Die Experten der OECD gehen davon aus, dass sich die Kosten der Kreditaufnahme weiter erhöhen dürften. Die durch die Folgen des Ukraine-Krieges verschärften Marktbedingungen bedeuten gerade für Schwellenländer ein erhöhtes Risiko, weil ausländische Investoren bei ihren Portfolios auf mehr Sicherheit setzen könnten.

Nach der Covid-Pandemie sorgen die Auswirkungen der Invasion der Ukraine durch Russland für einen Anstieg des staatlichen Kreditbedarfs. Und ein Ende ist nach Ansicht der Organisation für wirtschaftliche Zusammenarbeit und Entwicklung (OECD) erstmal nicht in Sicht. Denn viele Industriestaaten versuchen, Haushalte und Unternehmen mit Hilfspaketen vor der durch den Ukraine-Krieg befeuerten Inflation zu schützen. „Der staatliche Kreditbedarf dürfte weiter steigen“, sagte OECD-Generalsekretär Mathias Cormann bei der Vorstellung des OECD-Staatsschuldenausblicks 2023 in Paris.

Die internationale Organisation geht davon aus, dass der Brutto-Kreditaufnahmebedarf der 38 OECD-Mitgliedsländer in diesem Jahr von zuletzt 12,2 Bill. Dollar um rund 6% auf 12,9 Bill. Dollar zulegen wird. Der Netto-Kreditaufnahmebedarf wiederum dürfte von 10,2 Bill. Dollar auf 10,6 Bill. Dollar steigen. Gleichzeitig erwartet die OECD, dass fast die Hälfte der marktfälligen Schulden in Höhe von 23 Bill. Dollar innerhalb der nächsten drei Jahre fällig werden. Die Staatsschuldenquote wiederum dürfte in diesem Jahr stabil bleiben, nachdem sie sich 2022 von ihrem coronabedingten Höchststand 2020 wieder von 88% auf 83% des Bruttoinlandsprodukts (BIP) verringert hat. Damit läge sie aber immer noch zehn Prozentpunkte über dem Vorkrisenniveau, erklären die Experten der OECD.

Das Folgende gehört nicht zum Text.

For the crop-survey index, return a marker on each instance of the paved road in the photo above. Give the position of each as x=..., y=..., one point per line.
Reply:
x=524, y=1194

„Die Kosten der Kreditaufnahme haben sich mehr als verdoppelt und dürften weiter steigen“, sagte Cormann. So dürften sich die Zinsen für Staatsanleihen weiter erhöhen, nachdem sie 2022 bereits von 1,4% im Vorjahr auf 3,3% gestiegen sind. „Die Fiskalpolitik sollte vorsichtig bleiben“, mahnt deshalb der Generalsekretär der OECD. Denn viele Länder stehen wegen gestiegener Zinsen hohen Refinanzierungsrisiken gegenüber. Sie müssen nun einen größeren Anteil ihres Haushalts für die Schuldentilgung aufwenden, weshalb sie in den kommenden Jahren stärkeren Haushaltszwängen unterliegen dürften.

„2023 markiert das Ende einer langen Phase günstiger Refinanzierungsbedingungen für staatliche Kreditnehmer“, erklärte Cormann. Diese müssten sich jetzt an die neue Realität sowie an die sich schnell verändernden und durch die finanziellen und wirtschaftlichen Auswirkungen des Ukraine-Krieges verschärften Marktbedingungen anpassen. Diese Entwicklung zeige, wie wichtig glaubwürdige institutionelle Rahmenbedingungen für das Schuldenmanagement seien, meint der OECD-Generalsekretär. Dabei müssten die Manager von Staatsschulden in der Lage sein, auf sich verändernde Marktbedingungen zu reagieren und sich an sie anzupassen.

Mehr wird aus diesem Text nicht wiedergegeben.